On June 25, 2020, the Court of Justice of the European Union ("ECJ") delivered a judgment (C24/19) clarifying that orders and circulars of EU Member States that regulate the installation and operation of wind turbines constitute "plans and programs" subject to environmental assessment under Directive 2001/42.
In this matter, neighbours of a site intended for wind turbines in Belgium challenged the development consent granted to the project by the authorities on the grounds that such consent had been based on conditions provided in an order and circular by the regional government, neither of which had been subject to an environmental assessment.
The ECJ stated that "plans and programs" are subject to environmental assessment under Directive 2001/42 when: (i) their adoption is regulated by national legislative or regulatory provisions; and (ii) they are likely to have significant environmental effects. The ECJ indicated that it could not narrowly interpret this provision as limited to plans and programs for which adoption is compulsory under applicable national law, but instead that the term "plans and programs" should be interpreted broadly to avoid a Member State circumventing the requirement for an environmental assessment by deliberately refraining from providing that the competent authorities are required to adopt such plans and programs.
The ECJ ruled that the order and circular challenged by the claimants contained "various provisions regarding the installation and operation of wind turbines, including measures on shadow flicker, safety and noise level standards" and therefore qualified as instruments subject to an environmental assessment. As a consequence, the ECJ considered that the consent based on the infringing order and circular should be annulled, regardless of whether the construction of the wind turbine project had started or not.
In order to limit the negative impacts of annulments on the development of renewable energy, the ECJ indicated that national jurisdictions facing similar cases could temporarily maintain national legal instruments infringing Directive 2001/42 in exceptional cases involving overriding considerations in the general interest if: (i) the annulment of the permit would likely have significant implications for the electricity supply of the whole of the Member State concerned; and (ii) the effects would only be maintained for the period of time strictly necessary to remedy the illegality.
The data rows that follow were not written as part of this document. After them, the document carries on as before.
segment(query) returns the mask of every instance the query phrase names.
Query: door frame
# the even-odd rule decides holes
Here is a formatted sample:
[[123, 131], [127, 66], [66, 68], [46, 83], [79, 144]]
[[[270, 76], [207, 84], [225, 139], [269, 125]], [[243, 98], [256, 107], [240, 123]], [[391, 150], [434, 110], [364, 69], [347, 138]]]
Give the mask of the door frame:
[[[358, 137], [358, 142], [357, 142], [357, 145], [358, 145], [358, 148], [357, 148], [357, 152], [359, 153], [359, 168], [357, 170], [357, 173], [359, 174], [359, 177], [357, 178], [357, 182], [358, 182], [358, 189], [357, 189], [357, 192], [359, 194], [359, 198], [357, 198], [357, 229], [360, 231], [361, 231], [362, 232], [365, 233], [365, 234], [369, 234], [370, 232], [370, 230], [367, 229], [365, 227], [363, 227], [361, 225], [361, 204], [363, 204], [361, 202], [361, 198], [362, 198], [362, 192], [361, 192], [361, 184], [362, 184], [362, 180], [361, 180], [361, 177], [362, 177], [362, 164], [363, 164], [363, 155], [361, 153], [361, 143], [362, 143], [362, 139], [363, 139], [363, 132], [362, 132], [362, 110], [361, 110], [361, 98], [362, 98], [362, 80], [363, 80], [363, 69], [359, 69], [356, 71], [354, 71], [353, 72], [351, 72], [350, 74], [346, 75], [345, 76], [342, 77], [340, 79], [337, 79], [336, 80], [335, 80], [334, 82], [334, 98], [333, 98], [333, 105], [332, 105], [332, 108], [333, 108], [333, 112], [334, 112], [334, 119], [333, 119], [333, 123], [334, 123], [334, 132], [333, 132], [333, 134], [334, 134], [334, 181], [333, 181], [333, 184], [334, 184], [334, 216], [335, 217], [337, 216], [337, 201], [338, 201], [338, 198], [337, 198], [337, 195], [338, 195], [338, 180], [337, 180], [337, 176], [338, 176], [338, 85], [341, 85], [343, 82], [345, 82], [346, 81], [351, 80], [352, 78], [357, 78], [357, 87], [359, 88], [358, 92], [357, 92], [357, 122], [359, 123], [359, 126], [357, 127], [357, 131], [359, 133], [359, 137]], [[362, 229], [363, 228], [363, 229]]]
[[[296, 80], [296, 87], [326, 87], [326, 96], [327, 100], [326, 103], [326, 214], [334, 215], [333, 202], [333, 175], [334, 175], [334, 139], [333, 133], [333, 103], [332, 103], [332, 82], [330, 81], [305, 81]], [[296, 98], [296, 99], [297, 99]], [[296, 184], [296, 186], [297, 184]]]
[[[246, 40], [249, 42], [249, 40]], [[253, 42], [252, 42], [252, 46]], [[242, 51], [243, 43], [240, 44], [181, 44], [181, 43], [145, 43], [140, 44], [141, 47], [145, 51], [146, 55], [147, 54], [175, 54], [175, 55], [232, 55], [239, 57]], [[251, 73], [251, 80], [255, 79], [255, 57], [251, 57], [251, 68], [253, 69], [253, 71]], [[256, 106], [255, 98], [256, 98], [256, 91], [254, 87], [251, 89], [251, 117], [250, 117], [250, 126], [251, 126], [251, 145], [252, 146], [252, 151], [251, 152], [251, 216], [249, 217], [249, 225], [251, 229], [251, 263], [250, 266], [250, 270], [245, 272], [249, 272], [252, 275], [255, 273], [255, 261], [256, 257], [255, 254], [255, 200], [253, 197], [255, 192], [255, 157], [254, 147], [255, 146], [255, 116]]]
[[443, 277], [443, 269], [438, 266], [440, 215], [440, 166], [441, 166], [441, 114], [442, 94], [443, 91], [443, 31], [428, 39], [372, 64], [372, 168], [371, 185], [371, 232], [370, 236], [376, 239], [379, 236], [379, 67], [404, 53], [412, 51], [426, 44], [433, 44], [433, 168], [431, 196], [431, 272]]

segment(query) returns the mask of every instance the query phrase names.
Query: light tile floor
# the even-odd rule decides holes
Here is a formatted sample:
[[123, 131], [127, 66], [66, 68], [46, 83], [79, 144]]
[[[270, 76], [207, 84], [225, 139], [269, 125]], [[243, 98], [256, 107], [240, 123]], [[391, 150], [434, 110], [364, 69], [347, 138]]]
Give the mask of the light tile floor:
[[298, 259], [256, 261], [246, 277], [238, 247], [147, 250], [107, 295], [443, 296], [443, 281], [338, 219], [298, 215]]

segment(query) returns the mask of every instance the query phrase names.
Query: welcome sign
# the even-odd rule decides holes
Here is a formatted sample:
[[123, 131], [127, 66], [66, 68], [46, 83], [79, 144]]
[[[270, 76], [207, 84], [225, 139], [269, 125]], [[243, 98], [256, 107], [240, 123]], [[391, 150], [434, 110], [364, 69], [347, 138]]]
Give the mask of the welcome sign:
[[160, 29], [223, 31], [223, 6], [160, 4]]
A case-by-case assessment of national "plans and programs" applicable to renewable energy projects in each Member State will be necessary to identify whether such national regulations were submitted for environmental assessment as required by Directive 2001/42. If a large number of plans and programs were not submitted for environmental assessment and therefore need to be regularized, given the limited nature of the exception set forth by the ECJ, this decision is likely to hinder or at least slow down the development of renewable energy and potentially other projects designed to reduce greenhouse gas emissions.
The content of this article is intended to provide a general guide to the subject matter. Specialist advice should be sought about your specific circumstances.